I see that Google has posted their official response to the request for a "million URL's" by the department of Justice. You can read it here. They argue three main points, that the data as requested is useless, that it may expose google trade secrets and that it would be too much work for Google to supply a million "random" URL's. Privacy concerns and "chilling effect" are thrown in for good measure, but it appears to me that these are more in support of Google's business model which is based on the perception of user privacy. While I remain unconvinced that there is not some bit of evil lurking in the heart of Google, this is generally a good thing.
I'm most interested in writing about it from an analytical point of view. It is nice to see a case where "data" is held out as NOT being the answer to a question. This is not to say that data is useless - no one would argue that, but it is a clear statement that a particular set of data may not be suited to a particular purpose. In this case, crafting a law based on search results just seems to be a bad idea. Here is what they say about it:
"First, the Government's presentation falls woefully short of demonstrating that the requested
information will lead to admissible evidence. This burden is unquestionably the Government's.
Rather than meet it, the Government concedes that Google's search queries and URLs are not
evidence to be used at trial at all. Instead, the Government says, the data will be "useful" to its
purported expert in developing some theory to support the Government's notion that a law banning
materials that are harmful to minors on the Internet will be more effective than a technology filter
in eliminating it.
Google is, of course, concerned about the availability of materials harmful to minors on the
Internet, but that shared concern does not render the Government's request acceptable or relevant.
In truth, the data demanded tells the Government absolutely nothing about either filters or the
effectiveness of laws. Nor will the data tell the Government whether a given search would return
any particular URL. Nor will the URL returned, by its name alone, tell the Government whether
that URL was a site that contained material harmful to minors."
Earlier you may have caught that I feel the privacy thing is gratuitous and perhaps a bit ingenuous and to see why I believe this, here is a sample entry from my logs today:
xx.xxx.137.74 - - [22/Feb/2006:10:25:50 -0500] "GET /blog/archives/pmi-and-pmp/pmp-exam-cheats.html HTTP/1.1" 200 13096 zo-d.com "http://www.google.co.uk/search?hl=en&q=PMP+cheat+test+answers" "Mozilla/4.0 (compatible; MSIE 6.0; Windows NT 5.1; {0EF9B069-A48C-18A5-1EEF-88AC09646F5E}; .NET CLR 1.0.3705; .NET CLR 1.1.4322)"

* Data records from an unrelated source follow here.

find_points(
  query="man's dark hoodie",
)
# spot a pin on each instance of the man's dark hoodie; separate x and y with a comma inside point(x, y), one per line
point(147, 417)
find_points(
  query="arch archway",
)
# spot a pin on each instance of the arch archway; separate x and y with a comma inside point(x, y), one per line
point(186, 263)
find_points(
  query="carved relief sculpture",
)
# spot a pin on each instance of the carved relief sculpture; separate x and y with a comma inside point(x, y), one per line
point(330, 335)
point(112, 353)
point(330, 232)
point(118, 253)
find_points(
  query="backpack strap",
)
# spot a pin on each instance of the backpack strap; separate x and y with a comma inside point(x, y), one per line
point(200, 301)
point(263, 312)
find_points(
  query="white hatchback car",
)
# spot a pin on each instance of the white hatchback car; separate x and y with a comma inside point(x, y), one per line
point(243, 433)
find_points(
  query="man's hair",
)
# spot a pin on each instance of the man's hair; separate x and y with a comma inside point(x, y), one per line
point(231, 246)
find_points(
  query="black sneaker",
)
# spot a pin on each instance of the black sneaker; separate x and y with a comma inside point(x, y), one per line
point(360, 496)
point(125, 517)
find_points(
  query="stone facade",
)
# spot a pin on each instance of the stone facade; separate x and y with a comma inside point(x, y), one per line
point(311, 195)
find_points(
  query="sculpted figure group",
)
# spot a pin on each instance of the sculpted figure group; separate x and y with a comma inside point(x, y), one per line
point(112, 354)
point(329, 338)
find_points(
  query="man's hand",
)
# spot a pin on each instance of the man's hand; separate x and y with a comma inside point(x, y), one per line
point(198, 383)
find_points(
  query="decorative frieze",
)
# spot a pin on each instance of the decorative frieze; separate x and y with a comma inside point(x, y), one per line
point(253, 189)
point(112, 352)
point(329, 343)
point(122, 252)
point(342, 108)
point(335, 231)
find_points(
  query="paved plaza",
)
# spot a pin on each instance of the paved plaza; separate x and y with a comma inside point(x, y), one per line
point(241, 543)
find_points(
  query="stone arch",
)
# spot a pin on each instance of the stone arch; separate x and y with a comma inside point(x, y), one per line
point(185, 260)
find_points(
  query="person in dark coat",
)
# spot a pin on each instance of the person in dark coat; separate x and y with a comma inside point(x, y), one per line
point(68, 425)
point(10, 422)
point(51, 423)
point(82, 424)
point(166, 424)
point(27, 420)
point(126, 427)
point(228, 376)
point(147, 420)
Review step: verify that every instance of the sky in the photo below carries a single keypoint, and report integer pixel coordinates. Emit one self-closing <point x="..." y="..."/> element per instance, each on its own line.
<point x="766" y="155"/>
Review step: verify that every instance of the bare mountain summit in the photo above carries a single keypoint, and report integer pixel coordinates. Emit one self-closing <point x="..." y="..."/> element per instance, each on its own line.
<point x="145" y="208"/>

I x'ed out the IP address, but this is typical of what shows up in my logs when someone arrives here from a Google search. The first part is the IP address, then date, the page they are directed to here, some data about http response and size, and then the search itself. This is followed by browser identification. A simple lookup of the IP address shows that it comes from inside one of the big computer manufacturing companies. The fact that google passes along the search terms when it refers a user to my site is great for me. I use it to understand what people are looking for when they arrive here and occasionally write things which respond to those sorts of requests, but since the IP address of the user is passed along too, it is not particularly private.
Most people ending up here are looking for things they don't need to keep to themselves, but if my content were a bit more shady I can imagine that I'd be getting a lot of information from google about the dark side - information that includes where that person is on the internet. This sort of information is not what the government should be using to fish for new ways to make laws, but it is hardly the hallmark of privacy protection.